Think about it for a second: would you want one of your neighbors in heaven to be a person who merely professed Christ with his or her lips and yet was a murderer? Don’t get me wrong: any person who, by God’s grace, repents and turns away from sin has a place in God’s heavenly mansions—no matter how speckled his or her past life has been. But Christ is pretty clear when He says that “to him who overcomes” (see Revelation 2:7, etc.) He will grant the privilege of ultimately being saved. If a person has not “overcome” here on earth, they will not “overcome” in heaven.
And this is good news, not bad news. We see this illustrated in our government here in the United States, which grants every citizen freedom and liberty—but this is the important part—so long as that person’s freedoms and liberties do not encroach upon someone else’s freedoms and liberties. Our Constitution is set up in such a way that it provides freedom and protections, not only for the individual, but for every individual.
And this is the fine balance that God is seeking to achieve here in this universe. He desperately wants everyone to live forever with Him, but if there is a person who, by being granted eternal life, endangers the freedoms and liberties and safety of anyone else in the universe, then God has no choice but to exclude that person from eternity. As Nahum 1:9 tells us, “Affliction will not rise up a second time.” This is Christ’s goal—to make sure that affliction, distress, and trouble do not creep into the universe’s existence ever again, after Satan and the wicked are destroyed. Thus, any rebellion whatsoever—however minimal—that remains in our hearts will have to be eradicated here and now if we wish to enjoy eternity.

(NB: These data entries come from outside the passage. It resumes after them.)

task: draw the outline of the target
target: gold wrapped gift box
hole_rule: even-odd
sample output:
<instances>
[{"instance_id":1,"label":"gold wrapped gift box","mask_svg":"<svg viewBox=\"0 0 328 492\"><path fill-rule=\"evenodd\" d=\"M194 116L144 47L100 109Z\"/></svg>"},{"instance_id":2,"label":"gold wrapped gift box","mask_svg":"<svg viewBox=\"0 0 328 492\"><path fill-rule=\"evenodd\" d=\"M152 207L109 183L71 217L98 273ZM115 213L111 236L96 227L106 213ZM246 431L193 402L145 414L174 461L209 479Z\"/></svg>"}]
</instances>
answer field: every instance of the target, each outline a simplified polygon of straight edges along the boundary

Notice these powerful words, expressed 120 years ago:
Were justice extinct, and were it possible for divine mercy to open the gates to the whole race, irrespective of character, there would be a worse condition of disaffection and rebellion in heaven than before Satan was expelled. The peace, happiness, and harmony of heaven would be broken up. The change from earth to heaven will not change men’s characters; the happiness of the redeemed in heaven results from the characters formed in this life, after the image of Christ. The saints in heaven will first have been saints on earth (1888 Materials, p. 731).
Doesn’t this speak to God’s awesome goodness? He wants everyone to be eternally saved—yet He also wants to make this universe eternally safe. And so, in His infinite wisdom, He figures out the balance between the two.
And, in the end, you and I will be able to sleep peacefully at night in heaven, knowing that we will always have pleasant and loving neighbors!